Home Depot (HD 0.17%) stock has been one of the best long-term investments of the past 40 years. The company that helped jump-start the home improvement industry has absolutely trounced the average stock market returns since its IPO, and its more recent outperformance shows Home Depot can continue to deliver superior returns. Let's take a look at how Home Depot stock has performed throughout its history and whether the company is poised for even more gains in the future.
Home Depot share price history
Home Depot was founded in 1978 by now-billionaires Arthur Blank and Bernie Marcus, along with help from banker Ken Langone and merchandising expert Pat Farrah. After nearly a year developing its first store, Home Depot opened its first two locations in Atlanta the following year.
From its inception, Home Depot placed an emphasis on the customer.

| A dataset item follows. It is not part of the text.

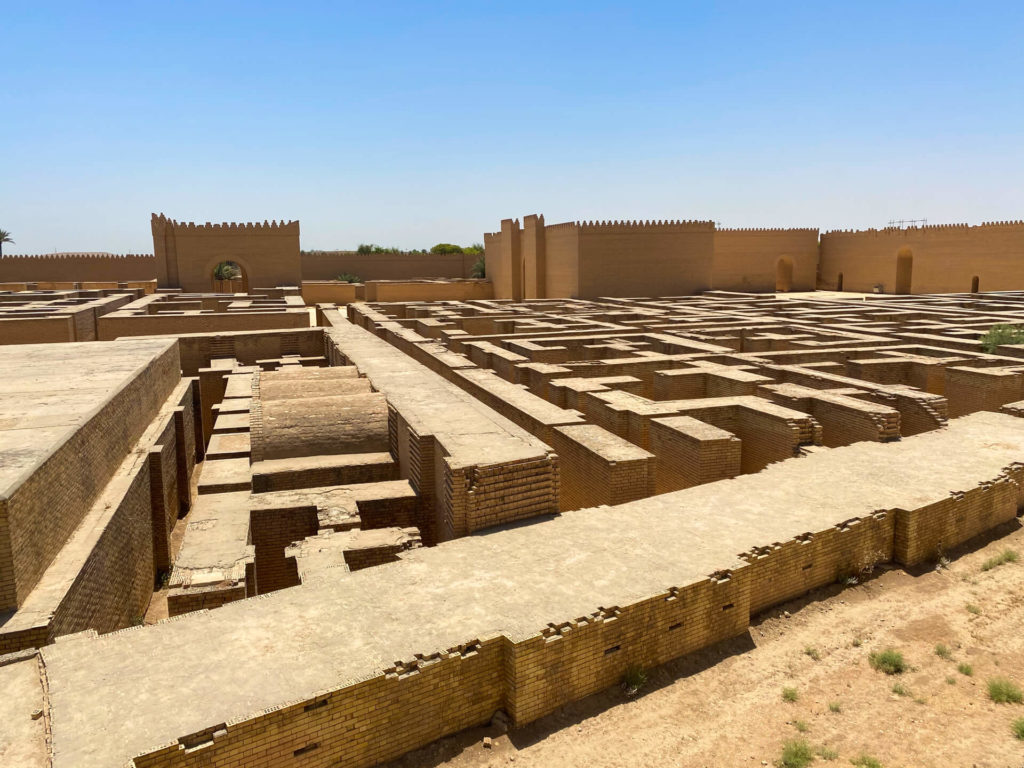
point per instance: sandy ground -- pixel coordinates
(724, 706)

In fact, Blank and Marcus envisioned their home-improvement stores being staffed by avid DIYers whose job would be to help customers of all skill levels complete any project rather than salespeople simply hoping to make another sale. This potent combination of business concept and innovative approach to service produced results that speak for themselves, as you can see from this graphic provided by the company.
Home Depot conducted its IPO on September 22, 1981, trading at that time on the Nasdaq under the ticker symbol HOMD. Its shares entered the market at $12 per share, though Home Depot also conducted stock splits on nine separate occasions in the intervening years. This means one share of Home Depot at the time of its IPO has increased to 45.4 shares today. This rapid increase in share count combined with the 10 times increase in Home Depot stock's price per share translates into a truly unbelievable 493,000% return, and that doesn't factor in the extra compounding power for investors who reinvested their dividends.

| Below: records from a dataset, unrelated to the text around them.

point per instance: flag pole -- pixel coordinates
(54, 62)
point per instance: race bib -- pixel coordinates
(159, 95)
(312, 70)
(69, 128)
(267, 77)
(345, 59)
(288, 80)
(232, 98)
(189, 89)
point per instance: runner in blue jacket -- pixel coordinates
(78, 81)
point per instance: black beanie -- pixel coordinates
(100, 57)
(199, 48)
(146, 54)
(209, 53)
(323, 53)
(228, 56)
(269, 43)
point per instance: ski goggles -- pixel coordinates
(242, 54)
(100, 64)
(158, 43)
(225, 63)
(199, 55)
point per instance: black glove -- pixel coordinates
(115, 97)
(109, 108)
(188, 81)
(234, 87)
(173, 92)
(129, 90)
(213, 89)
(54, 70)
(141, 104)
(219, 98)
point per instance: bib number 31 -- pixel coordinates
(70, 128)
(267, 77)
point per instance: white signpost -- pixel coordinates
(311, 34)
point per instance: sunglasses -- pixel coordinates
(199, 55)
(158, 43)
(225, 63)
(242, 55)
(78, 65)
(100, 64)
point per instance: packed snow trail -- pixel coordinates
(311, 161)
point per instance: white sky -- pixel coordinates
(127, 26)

Home Depot's investment outlook today
Today, Home Depot is a large, mature company. However, it would be a mistake to assume that the home-improvement stock can't keep delivering strong returns for its shareholders for years to come. Here's a quick chart of Home Depot's current key investment metrics.
Home Depot Inc.
It might surprise investors to learn that the company hasn't opened a new store in the past three years and has no plans to do so in 2016. Despite this same-store sales growth has easily outpaced that of its key rival Lowe's, thanks to savvy integration of its e-commerce offerings and its efforts to attract professional craftsman.
More impressive yet, Home Depot's investment thesis isn't solely predicated on its top-line growth. In recent years, Home Depot's management has sharply focused on cost controls. For example, the company projects that its costs will grow at a mere 32% percent of its sales growth rate, which translates to impressive operating leverage driving disproportionately large gains in profit growth. Case in point: Home Depot's 2016 guidance calls for 5% sales growth and 16% profit growth. Looking to the future, the average of sell-side analyst estimate calls for Home Depot to compound its earnings per share at a 13.4% annually for the next five years. Now, that's the sign of a high-quality business.
Given Home Depot's impressive business model, it should come as no surprise that its stock doesn't seem like an obvious bargain today. However, the company's price-to-earnings ratio does still sit slightly below the 24 times P/E ratio of the S&P 500. The company hasn't maintained a perfect streak of dividend growth, but its 2.1% dividend yield and flexible balance sheet certainly leave room for future dividend increases and stock buybacks. In fact, it's hard to point out a glaring defect in Home Depot's investment prospects, making it a fantastic option for investors to consider adding to their stock portfolios today.